Diferente do primeiro PDV, realizado entre fevereiro e março, onde cerca de 3,1 mil funcionários se desligaram, a direção dos Correios não estabeleceu uma meta de adesões para esta nova rodada. O programa será direcionado a funcionários de unidades que estão sendo extintas, incluindo centros de tratamento e agências.
A estatal informou que as indenizações variam de R$ 24,4 mil a R$ 459 mil, pagas integralmente em parcela única e depositadas até o décimo dia do mês seguinte ao desligamento, sem incidência de Imposto de Renda nem recolhimento de FGTS.
Expectativas e Medidas Adicionais
Os Correios projetam um prejuízo total de R$ 10 bilhões para 2026, o que representa um aumento significativo em relação ao prejuízo registrado no primeiro trimestre deste ano.
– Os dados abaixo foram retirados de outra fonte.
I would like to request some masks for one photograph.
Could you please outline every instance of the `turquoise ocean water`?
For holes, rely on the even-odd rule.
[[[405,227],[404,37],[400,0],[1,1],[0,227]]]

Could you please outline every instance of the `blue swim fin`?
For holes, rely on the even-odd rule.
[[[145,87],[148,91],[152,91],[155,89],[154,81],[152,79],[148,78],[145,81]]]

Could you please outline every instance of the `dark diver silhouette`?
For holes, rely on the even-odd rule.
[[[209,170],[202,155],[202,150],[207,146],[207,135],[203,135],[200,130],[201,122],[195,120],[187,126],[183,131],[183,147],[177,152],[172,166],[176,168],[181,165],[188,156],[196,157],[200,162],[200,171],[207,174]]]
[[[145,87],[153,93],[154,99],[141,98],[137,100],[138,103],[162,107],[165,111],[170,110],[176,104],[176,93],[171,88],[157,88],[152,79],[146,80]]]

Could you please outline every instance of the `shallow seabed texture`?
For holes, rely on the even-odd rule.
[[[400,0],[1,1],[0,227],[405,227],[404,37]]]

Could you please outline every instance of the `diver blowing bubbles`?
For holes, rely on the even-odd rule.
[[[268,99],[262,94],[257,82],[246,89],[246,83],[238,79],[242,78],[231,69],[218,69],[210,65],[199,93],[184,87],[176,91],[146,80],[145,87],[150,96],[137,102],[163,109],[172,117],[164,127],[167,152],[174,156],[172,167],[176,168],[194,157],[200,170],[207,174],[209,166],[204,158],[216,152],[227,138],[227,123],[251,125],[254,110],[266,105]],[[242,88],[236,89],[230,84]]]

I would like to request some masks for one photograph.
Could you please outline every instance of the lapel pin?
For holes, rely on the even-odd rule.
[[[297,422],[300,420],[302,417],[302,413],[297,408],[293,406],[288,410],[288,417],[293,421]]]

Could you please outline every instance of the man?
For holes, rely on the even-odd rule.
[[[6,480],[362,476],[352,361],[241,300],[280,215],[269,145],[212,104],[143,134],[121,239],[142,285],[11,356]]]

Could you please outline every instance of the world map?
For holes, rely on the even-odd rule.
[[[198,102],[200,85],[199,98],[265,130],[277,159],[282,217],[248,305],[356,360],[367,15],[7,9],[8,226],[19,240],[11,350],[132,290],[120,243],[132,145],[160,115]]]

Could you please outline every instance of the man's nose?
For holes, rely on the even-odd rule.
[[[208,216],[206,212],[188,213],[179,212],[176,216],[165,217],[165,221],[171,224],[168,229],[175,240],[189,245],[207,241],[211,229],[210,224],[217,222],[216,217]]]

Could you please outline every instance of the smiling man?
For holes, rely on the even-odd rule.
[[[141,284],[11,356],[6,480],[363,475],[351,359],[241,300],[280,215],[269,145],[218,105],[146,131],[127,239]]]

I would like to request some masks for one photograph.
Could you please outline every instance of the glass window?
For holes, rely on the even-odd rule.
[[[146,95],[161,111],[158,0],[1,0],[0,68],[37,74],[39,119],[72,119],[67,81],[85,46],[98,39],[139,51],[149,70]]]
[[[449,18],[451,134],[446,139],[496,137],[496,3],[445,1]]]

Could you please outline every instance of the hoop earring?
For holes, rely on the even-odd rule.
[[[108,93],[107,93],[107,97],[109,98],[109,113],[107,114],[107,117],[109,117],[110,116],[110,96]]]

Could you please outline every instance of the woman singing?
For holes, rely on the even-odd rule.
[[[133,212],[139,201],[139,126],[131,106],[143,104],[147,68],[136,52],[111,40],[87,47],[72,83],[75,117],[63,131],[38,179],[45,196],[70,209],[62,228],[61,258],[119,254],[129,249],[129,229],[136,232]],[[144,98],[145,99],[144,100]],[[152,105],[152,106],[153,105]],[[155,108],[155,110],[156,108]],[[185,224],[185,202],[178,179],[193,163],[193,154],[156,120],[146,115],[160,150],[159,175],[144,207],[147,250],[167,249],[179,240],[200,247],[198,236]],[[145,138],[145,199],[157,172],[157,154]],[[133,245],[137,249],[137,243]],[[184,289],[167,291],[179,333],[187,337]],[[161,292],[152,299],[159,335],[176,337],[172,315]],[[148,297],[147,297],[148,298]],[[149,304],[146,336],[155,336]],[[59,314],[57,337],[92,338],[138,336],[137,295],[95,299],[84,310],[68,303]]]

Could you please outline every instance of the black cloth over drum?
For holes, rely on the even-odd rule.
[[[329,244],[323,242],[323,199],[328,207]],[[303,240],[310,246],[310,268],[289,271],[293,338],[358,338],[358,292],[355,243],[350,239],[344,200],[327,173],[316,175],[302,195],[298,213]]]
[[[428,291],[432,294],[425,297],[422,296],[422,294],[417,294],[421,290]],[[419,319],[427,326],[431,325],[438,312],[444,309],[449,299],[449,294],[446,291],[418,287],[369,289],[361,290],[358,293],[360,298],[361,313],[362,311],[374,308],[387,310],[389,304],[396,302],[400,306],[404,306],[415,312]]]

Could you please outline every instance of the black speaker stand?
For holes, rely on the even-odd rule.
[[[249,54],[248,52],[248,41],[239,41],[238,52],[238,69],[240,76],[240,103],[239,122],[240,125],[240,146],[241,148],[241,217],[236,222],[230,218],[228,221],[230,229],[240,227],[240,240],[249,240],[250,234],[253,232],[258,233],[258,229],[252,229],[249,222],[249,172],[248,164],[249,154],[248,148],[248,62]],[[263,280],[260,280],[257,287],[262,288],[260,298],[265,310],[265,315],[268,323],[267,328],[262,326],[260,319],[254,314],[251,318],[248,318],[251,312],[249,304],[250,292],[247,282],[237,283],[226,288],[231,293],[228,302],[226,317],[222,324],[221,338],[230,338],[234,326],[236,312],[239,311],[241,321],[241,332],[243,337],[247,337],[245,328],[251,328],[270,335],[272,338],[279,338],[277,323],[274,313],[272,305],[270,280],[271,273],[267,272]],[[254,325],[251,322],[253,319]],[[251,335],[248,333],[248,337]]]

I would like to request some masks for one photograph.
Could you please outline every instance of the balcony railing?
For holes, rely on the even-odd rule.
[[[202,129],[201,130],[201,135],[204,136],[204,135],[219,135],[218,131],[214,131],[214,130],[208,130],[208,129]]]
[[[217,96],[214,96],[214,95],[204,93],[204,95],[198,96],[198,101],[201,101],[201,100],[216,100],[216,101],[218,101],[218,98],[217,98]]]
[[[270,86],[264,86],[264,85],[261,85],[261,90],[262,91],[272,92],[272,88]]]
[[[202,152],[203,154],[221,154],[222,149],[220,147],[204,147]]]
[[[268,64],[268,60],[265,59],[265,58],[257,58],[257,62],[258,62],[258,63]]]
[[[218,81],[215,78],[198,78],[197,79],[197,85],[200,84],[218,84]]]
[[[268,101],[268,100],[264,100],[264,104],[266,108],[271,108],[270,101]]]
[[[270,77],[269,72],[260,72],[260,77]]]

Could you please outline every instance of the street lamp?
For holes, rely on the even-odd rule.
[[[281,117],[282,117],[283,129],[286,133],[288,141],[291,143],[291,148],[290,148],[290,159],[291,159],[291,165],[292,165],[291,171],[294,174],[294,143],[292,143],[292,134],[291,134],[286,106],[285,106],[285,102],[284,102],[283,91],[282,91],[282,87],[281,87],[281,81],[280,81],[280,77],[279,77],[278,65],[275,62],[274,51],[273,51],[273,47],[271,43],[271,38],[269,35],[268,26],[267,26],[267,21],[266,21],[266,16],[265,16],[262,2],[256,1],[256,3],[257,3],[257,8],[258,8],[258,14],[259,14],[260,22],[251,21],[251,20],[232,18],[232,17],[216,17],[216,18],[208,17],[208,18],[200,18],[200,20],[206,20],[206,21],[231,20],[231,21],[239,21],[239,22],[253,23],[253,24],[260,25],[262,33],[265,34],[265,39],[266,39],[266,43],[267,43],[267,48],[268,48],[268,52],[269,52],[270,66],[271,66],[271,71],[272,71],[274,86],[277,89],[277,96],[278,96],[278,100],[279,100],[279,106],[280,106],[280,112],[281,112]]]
Além das demissões, a empresa planeja a venda de imóveis, que pode arrecadar até R$ 1,5 bilhão, e o fechamento de até mil pontos de atendimento considerados deficitários.
De acordo com um relatório, dos cerca de 10 mil pontos existentes, 85% eram deficitários em 2024. O plano de reestruturação também inclui a negociação com fornecedores, que resultou em uma economia de R$ 321 milhões, e a renegociação de R$ 702 milhões em precatórios.
Opinião
A situação dos Correios é um reflexo das dificuldades enfrentadas pelas estatais no Brasil, e as medidas adotadas são essenciais para garantir sua sustentabilidade no futuro.